連休中のゆったりとした時間を本と音楽、そして(残念なことに)仕事に使っている。久しぶりに書架を眺めていたら古い山岳書の滋味、のようなものを味わってみたくなった。
今のようなモノが溢れる「豊かな時代」とは異なる、厳しい時代の日本にあっても、山を視る眼差しの豊かなこと。足元の厳しい生活から、距離を置いたところに変わらぬ山はある。
戦前の有産階級であり北大農学部を卒業した坂本直行は、日高の原野を開墾し29年に渡って労苦のもとに。その動機が山であり、また原野から見た山であるという。酔狂といえば酔狂な人生だが、絵で成功し、その後札幌にアトリエを構えている。
wikiによると坂本龍馬の遠縁。
この時代、上田哲農や加藤泰三らの本と共通する、暖かい筆致が愉しい。
(坂本直行は1906年生まれでボクの祖父の世代、上田哲農、加藤泰三はもう少し下の世代。加藤泰三が一番若い(と思う)のだが、戦争で南方から還らなかった。)

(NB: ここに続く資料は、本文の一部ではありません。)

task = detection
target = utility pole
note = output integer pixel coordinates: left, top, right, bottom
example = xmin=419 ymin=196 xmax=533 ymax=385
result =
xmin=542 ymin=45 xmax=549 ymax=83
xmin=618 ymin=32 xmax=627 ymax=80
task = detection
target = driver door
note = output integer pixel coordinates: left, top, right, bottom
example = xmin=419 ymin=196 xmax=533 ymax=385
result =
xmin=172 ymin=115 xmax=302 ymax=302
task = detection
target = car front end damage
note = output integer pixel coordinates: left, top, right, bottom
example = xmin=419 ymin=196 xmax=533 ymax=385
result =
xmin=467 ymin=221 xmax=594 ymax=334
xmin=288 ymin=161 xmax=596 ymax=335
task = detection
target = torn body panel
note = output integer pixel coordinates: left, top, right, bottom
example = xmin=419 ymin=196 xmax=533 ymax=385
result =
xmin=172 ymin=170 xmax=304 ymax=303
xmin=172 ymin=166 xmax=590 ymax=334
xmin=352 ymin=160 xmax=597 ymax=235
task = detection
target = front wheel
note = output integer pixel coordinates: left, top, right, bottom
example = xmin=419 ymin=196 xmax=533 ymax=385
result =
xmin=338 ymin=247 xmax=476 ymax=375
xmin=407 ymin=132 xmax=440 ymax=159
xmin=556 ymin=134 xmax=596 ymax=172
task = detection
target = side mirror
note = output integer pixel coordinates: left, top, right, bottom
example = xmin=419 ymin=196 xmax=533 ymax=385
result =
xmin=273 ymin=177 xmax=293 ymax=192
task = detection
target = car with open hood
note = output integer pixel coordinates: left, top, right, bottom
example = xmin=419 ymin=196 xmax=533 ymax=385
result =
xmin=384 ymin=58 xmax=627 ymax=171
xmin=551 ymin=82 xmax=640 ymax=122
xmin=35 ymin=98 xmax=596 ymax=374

まだ戦後の貧しい時代であったが、しっかりとした装丁の美しい画文集。本の中では時間が実にゆっくり流れていく。書庫にしている薄暗い部屋の中で、浸る。
北海道の山には一回だけ登ったことがある。修学旅行で行った折の樽前山。噴火湾を見下ろした。これから行くことがあるのだろうか。
坂本直行の初登山は蝦夷富士こと羊蹄山。大正期の登山ののんびりした様子が伝わる。祖父が鶴来から歩き通して白山に登ったことを話したことをばんやりと思い出していた。そうやって時間がゆっくり流れていく。